Cast: Jason Statham, Vicky McClure, Benedict Wong, Agata Buzek
Direction: Steven Knight
Genre: Action
Duration: 1 hour 40 minutes
STORY: Back from Afghanistan, a homeless former Royal Marine gets an opportunity to change his identity. It is a decision that alters his life.
MOVIE REVIEW: A glance at the film poster might suggest that Jason Statham (playing Joey Jones) with his thousand-yard stare has just done what he usually does in movies – busting skulls and breaking bones from beginning to end. Not so here. Hummingbird has him on the biggest tangent of his career. A bum on the mean streets of back-alley London, fate (or God, as he puts it) lands him in the vacant house of someone really loaded. Jones realises that this is his chance at getting his life together again. He decides to assume the identity of the apartment’s owner. What he doesn’t realise is that slipping into a second skin can only go that far.

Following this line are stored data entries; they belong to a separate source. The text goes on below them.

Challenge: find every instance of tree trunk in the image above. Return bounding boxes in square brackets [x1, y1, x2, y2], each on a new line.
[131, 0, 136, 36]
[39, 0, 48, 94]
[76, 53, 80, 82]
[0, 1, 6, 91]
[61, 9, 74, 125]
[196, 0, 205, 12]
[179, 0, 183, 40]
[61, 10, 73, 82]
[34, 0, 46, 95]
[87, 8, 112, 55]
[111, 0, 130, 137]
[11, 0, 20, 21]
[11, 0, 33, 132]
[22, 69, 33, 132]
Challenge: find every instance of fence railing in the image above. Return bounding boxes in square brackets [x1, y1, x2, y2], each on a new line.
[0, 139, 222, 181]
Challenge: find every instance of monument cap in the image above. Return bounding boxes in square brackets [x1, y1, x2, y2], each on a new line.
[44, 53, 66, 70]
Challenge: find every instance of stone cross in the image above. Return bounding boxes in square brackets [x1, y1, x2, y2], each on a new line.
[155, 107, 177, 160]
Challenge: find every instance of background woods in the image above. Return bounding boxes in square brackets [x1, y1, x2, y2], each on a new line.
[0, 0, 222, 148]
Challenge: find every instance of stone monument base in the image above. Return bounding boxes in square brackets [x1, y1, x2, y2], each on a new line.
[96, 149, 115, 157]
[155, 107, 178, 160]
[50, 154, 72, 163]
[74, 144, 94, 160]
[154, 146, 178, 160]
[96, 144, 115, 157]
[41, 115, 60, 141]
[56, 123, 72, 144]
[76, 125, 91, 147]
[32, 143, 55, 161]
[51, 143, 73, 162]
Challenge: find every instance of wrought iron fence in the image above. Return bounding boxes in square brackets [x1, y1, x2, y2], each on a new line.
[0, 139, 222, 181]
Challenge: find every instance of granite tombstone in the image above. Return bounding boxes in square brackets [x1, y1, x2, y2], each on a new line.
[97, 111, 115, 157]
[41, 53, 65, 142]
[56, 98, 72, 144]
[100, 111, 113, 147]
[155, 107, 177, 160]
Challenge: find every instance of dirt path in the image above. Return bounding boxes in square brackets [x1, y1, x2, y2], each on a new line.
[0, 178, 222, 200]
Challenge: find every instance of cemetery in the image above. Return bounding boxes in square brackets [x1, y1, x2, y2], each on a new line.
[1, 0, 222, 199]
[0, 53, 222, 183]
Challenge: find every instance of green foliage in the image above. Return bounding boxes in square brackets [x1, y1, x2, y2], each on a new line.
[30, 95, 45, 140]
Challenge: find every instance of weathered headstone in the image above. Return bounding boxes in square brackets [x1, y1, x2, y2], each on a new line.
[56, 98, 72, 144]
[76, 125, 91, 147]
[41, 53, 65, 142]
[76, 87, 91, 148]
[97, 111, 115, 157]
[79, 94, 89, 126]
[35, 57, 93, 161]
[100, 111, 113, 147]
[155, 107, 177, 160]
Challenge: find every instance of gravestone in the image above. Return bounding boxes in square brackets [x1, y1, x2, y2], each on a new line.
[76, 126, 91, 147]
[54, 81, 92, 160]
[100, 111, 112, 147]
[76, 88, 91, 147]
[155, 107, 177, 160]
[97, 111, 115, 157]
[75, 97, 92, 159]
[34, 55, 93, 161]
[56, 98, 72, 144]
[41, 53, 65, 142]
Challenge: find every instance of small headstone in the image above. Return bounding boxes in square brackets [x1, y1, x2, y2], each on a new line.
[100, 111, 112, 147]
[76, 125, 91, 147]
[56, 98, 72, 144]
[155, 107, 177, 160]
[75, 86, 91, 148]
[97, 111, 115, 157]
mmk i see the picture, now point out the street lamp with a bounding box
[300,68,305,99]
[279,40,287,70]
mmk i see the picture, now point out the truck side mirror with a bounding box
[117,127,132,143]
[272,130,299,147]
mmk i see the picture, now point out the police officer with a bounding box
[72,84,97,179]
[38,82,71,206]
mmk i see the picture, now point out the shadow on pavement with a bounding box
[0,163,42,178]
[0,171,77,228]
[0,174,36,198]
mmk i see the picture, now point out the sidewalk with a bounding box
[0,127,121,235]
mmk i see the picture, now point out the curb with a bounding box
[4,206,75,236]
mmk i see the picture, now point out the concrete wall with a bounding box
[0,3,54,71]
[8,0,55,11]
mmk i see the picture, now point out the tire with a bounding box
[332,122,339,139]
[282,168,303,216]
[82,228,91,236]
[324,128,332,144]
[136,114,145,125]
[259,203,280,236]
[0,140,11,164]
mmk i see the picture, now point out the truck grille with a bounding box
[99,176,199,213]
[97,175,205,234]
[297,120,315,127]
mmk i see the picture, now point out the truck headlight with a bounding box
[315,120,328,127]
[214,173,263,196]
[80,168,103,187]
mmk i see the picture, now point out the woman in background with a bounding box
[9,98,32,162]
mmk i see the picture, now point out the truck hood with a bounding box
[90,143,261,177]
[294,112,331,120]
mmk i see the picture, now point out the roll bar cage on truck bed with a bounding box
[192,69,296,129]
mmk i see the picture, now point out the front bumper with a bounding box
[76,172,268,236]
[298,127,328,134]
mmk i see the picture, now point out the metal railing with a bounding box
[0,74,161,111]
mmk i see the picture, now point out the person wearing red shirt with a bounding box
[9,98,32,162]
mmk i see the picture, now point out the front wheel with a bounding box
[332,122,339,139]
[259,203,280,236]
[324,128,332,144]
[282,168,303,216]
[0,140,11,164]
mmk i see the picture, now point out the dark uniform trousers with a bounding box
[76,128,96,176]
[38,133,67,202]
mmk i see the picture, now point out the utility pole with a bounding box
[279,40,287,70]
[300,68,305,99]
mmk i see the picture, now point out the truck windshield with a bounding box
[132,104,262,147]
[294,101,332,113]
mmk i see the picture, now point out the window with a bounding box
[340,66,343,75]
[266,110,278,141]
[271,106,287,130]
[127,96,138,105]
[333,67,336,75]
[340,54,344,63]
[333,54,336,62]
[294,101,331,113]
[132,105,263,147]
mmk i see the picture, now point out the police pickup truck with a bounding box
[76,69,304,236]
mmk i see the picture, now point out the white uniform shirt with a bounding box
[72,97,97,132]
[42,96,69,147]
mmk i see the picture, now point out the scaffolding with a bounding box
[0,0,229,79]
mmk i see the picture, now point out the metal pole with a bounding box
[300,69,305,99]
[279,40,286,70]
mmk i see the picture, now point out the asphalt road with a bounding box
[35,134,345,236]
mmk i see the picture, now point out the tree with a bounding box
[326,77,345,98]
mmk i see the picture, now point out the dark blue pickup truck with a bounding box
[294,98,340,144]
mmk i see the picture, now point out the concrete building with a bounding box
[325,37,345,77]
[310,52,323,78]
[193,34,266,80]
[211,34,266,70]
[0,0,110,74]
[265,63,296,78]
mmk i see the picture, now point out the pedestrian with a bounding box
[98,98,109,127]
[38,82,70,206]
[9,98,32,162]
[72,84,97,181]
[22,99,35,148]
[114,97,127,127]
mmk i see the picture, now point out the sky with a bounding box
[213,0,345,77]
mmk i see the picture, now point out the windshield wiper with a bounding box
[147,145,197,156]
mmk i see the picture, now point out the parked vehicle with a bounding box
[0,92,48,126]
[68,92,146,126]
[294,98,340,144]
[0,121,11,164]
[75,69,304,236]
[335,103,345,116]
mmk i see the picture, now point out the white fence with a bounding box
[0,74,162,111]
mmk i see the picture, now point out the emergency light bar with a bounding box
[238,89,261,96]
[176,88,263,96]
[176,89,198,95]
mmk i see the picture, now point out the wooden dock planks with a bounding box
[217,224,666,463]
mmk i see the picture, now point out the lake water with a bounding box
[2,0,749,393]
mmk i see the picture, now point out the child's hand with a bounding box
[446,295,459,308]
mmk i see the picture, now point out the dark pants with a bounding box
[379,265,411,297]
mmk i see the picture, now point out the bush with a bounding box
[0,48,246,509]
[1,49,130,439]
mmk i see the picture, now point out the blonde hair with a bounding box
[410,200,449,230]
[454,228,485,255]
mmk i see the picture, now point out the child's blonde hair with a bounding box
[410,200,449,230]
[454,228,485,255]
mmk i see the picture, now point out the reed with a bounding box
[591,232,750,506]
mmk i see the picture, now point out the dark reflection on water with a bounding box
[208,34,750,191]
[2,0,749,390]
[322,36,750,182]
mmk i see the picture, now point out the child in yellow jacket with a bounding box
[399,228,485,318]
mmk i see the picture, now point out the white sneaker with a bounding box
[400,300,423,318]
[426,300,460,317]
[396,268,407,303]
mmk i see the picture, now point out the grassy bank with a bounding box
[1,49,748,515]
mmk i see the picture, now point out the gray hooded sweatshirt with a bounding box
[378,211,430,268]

Jones soon slides into London’s dark underworld, populated by the Chinese and Russian mafia, using his combat training for cash. Suffering from guilt-ridden hallucinations, he uses vodka to allay his post-combat demons. He tries to redeem himself by using the illgotten money to buy good food for the homeless and nice things for a nun called Cristina ( Agata Buzek) who runs a makeshift soup kitchen. An urban Robin Hood? No, not quite. Cristina is his ‘angel’. She is the epitome of empathy and represents all that is good to him – the better person that he knows he can never again become. She senses his turmoil and is not put off. They are both damaged and in a city that is a sea of strangers, their stories are irrevocably intertwined. Dialogues are sparse and minimal, thankfully so. The score (Dario Marianelli) elegantly fills in the silences, speaking volumes. It is intense, but thanks to the editing, steers away from being drippy. Statham’s stony visage tries to emote, often successfully. If this film marks a new direction for Statham’s career, he’s on the right track.